A total of 112 men with nonmetastatic prostate cancer receiving ADT were randomly assigned to alendronate 70 mg once weekly or placebo in a double-blind, partial-crossover trial with a second random assignment at year 2 for those who initially received active therapy. Outcomes included bone mineral density and bone turnover markers.

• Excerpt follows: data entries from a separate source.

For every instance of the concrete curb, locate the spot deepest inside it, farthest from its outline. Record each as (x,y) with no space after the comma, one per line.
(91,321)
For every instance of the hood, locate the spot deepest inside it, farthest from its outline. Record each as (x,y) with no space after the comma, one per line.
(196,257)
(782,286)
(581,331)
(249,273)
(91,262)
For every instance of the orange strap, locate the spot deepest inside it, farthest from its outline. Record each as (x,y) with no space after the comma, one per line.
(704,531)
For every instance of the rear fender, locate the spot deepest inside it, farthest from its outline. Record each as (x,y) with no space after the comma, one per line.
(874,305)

Men initially randomly assigned to alendronate and randomly reassigned at year 2 to continue had additional bone density gains at the spine (mean, 2.3% +/- 0.7) and hip (mean, 1.3% +/- 0.5%; both P < .01); those randomly assigned to placebo in year 2 maintained density at the spine and hip but lost (mean, -1.9% +/- 0.6%; P < .01) at the forearm. Patients randomly assigned to begin alendronate in year 2 experienced improvements in bone mass at the spine and hip, but experienced less of an increase compared with those who initiated alendronate at baseline. Men receiving alendronate for 2 years experienced a mean 6.7% (+/- 1.2%) increase at the spine and a 3.2% (+/- 1.5%) at the hip (both P < .05). Bone turnover remained suppressed.

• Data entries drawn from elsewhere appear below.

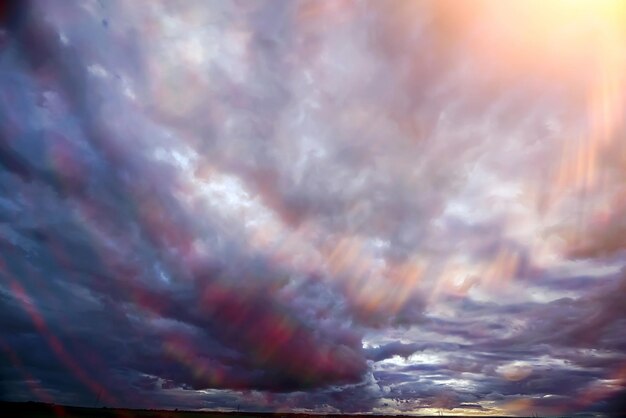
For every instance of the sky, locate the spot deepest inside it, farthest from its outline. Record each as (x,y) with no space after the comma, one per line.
(341,206)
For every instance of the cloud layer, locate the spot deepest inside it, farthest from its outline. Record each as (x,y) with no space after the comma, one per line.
(328,206)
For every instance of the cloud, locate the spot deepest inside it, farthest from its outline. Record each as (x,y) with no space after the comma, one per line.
(326,206)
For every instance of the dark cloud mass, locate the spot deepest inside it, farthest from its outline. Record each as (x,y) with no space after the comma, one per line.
(327,206)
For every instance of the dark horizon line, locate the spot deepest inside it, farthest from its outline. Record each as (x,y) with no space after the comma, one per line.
(28,406)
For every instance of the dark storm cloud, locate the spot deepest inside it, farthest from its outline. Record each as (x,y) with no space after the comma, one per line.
(220,204)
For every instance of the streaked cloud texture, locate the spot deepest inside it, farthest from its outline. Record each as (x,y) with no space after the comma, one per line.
(328,206)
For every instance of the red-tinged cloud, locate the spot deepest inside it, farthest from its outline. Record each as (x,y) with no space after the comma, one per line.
(313,206)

Among men with nonmetastatic prostate cancer receiving ADT, once-weekly alendronate improves bone density and decreases turnover. A second year of alendronate provides additional skeletal benefit, whereas discontinuation results in bone loss and increased bone turnover. Delay in bisphosphonate therapy appears detrimental to bone health.
前列腺癌的雄激素剥夺疗法(ADT)与骨质流失和骨质疏松性骨折相关。我们的目标是研究在接受ADT的男性中,持续、停用或延迟口服双膦酸盐治疗时骨密度和骨转换的变化。
在一项双盲、部分交叉试验中,共有112例接受ADT的非转移性前列腺癌男性被随机分配至每周一次阿仑膦酸钠70mg组或安慰剂组,在第2年对最初接受活性治疗的患者进行第二次随机分配。结果包括骨矿物质密度和骨转换标志物。
最初随机分配至阿仑膦酸钠组且在第2年随机重新分配继续治疗的男性,脊柱骨密度进一步增加(平均2.3%±0.7),髋部骨密度增加(平均1.3%±0.5%;P均<0.01);第2年随机分配至安慰剂组的男性,脊柱和髋部骨密度维持不变,但前臂骨密度降低(平均-1.9%±0.6%;P<0.01)。第2年随机分配开始使用阿仑膦酸钠的患者,脊柱和髋部骨量有所改善,但与基线时开始使用阿仑膦酸钠的患者相比,增加幅度较小。接受阿仑膦酸钠治疗2年的男性,脊柱平均增加6.7%(±1.2%),髋部增加3.2%(±1.5%)(P均<0.05)。骨转换仍受到抑制。
在接受ADT的非转移性前列腺癌男性中,每周一次阿仑膦酸钠可提高骨密度并降低骨转换。阿仑膦酸钠治疗的第二年可带来额外的骨骼益处,而停药则会导致骨质流失和骨转换增加。延迟双膦酸盐治疗似乎对骨骼健康有害。